Elimination of \(J_{\nu}'(z)\) from (3) and (4) gives

\[J_{\nu-1}(z)+J_{\nu+1}(z)=\frac{2\nu}{z}J_{\nu}(z)\]

and elimination of \(J_{\nu}(z)\) from (3) and (4) gives

\[J_{\nu-1}(z)-J_{\nu+1}(z)=2J_{\nu}'(z).\]

Special cases

For \(\nu=1/2\) we have from the definition (1) by using Legendre's duplication formula for the gamma function

\[J_{1/2}(x)=\sqrt{\frac{x}{2}}\;\sum_{k=0}^{\infty}\frac{(-1)^k}{\Gamma(k+3/2)\,k!}\left(\frac{x}{2}\right)^{2k} =\sqrt{\frac{2x}{\pi}}\;\sum_{k=0}^{\infty}\frac{(-1)^k}{(2k+1)!}\,x^{2k}=\sqrt{\frac{2}{\pi x}}\;\sin x,\quad x>0\]
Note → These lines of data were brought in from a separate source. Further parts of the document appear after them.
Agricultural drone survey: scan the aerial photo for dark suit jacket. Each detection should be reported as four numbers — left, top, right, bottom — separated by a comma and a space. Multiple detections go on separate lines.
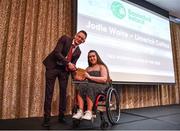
43, 35, 81, 69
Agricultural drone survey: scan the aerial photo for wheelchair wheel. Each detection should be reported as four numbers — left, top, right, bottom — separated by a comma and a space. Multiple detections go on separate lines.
106, 87, 120, 125
100, 121, 109, 130
73, 119, 80, 128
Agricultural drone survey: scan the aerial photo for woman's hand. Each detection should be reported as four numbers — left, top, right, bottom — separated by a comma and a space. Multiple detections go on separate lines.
85, 72, 91, 79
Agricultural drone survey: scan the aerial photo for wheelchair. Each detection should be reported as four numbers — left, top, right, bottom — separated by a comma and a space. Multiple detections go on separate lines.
72, 81, 121, 129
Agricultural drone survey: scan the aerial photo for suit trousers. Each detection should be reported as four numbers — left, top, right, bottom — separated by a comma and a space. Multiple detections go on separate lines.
44, 68, 69, 116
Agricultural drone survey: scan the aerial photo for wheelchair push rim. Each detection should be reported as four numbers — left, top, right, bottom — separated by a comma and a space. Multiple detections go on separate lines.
106, 87, 120, 125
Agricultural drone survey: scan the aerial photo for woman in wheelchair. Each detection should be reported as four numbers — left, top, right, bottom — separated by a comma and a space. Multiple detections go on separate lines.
72, 50, 110, 120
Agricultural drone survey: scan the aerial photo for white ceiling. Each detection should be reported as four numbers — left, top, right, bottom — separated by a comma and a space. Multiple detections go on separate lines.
146, 0, 180, 18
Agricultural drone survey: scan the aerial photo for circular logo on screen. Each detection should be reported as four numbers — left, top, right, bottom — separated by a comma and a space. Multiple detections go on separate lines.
111, 1, 126, 19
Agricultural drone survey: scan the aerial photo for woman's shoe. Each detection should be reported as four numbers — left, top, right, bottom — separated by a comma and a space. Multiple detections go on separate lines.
82, 111, 92, 120
72, 109, 83, 119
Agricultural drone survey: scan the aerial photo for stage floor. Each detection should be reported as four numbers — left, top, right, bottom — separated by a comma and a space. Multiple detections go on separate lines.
0, 105, 180, 130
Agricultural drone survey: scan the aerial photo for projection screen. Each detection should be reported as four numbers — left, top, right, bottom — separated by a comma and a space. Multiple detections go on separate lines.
77, 0, 175, 83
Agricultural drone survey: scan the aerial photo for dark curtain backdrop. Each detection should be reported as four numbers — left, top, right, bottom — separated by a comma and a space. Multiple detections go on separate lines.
0, 0, 180, 119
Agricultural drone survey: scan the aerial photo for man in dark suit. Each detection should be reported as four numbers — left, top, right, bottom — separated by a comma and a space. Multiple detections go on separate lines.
43, 30, 87, 127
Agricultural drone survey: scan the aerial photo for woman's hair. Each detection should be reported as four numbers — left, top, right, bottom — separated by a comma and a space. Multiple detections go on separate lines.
88, 50, 110, 81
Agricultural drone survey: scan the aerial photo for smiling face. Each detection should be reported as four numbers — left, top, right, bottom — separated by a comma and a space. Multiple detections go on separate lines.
74, 32, 86, 45
88, 52, 97, 65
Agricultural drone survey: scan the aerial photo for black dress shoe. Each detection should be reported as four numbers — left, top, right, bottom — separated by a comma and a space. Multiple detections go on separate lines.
58, 113, 66, 123
42, 116, 50, 127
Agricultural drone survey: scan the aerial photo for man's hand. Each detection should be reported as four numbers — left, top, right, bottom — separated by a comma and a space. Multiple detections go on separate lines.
67, 62, 76, 71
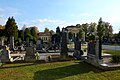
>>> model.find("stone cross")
[61,30,68,58]
[10,36,14,50]
[0,37,4,46]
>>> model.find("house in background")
[65,25,80,37]
[37,32,52,43]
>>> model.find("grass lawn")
[0,61,120,80]
[103,49,120,54]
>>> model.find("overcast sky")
[0,0,120,32]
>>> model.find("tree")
[68,32,73,40]
[97,18,105,59]
[56,26,60,34]
[22,25,27,31]
[5,17,18,40]
[82,23,89,41]
[24,28,31,40]
[30,27,37,39]
[30,27,37,44]
[88,23,97,34]
[44,28,49,33]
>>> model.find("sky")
[0,0,120,33]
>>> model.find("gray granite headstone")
[25,47,35,62]
[61,30,68,58]
[87,41,103,66]
[36,40,43,50]
[0,46,11,62]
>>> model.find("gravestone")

and for \(\nu=-1/2\) we have

\[J_{-1/2}(x)=\sqrt{\frac{2}{x}}\;\sum_{k=0}^{\infty}\frac{(-1)^k}{\Gamma(k+1/2)\,k!}\left(\frac{x}{2}\right)^{2k} =\sqrt{\frac{2}{\pi x}}\;\sum_{k=0}^{\infty}\frac{(-1)^k}{(2k)!}\,x^{2k}=\sqrt{\frac{2}{\pi x}}\;\cos x,\quad x>0.\]

Note that the definition (2) implies that

\[Y_{1/2}(x)=-J_{-1/2}(x)=-\sqrt{\frac{2}{\pi x}}\;\cos x\quad\text{and}\quad Y_{-1/2}(x)=J_{1/2}(x)=\sqrt{\frac{2}{\pi x}}\;\sin x,\quad x>0.\]

The Bessel functions \(J_{1/2}(x)\), \(J_{-1/2}(x)\) and \(Y_{1/2}(x)\).

Hankel functions

The functions \(H_{\nu}^{(1)}(z)\) and \(H_{\nu}^{(2)}(z)\) are defined by

\[H_{\nu}^{(1)}(z):=J_{\nu}(z)+iY_{\nu}(z)\quad\text{and}\quad H_{\nu}^{(2)}(z):=J_{\nu}(z)-iY_{\nu}(z).\]

These functions are called Hankel functions or Bessel functions of the third kind.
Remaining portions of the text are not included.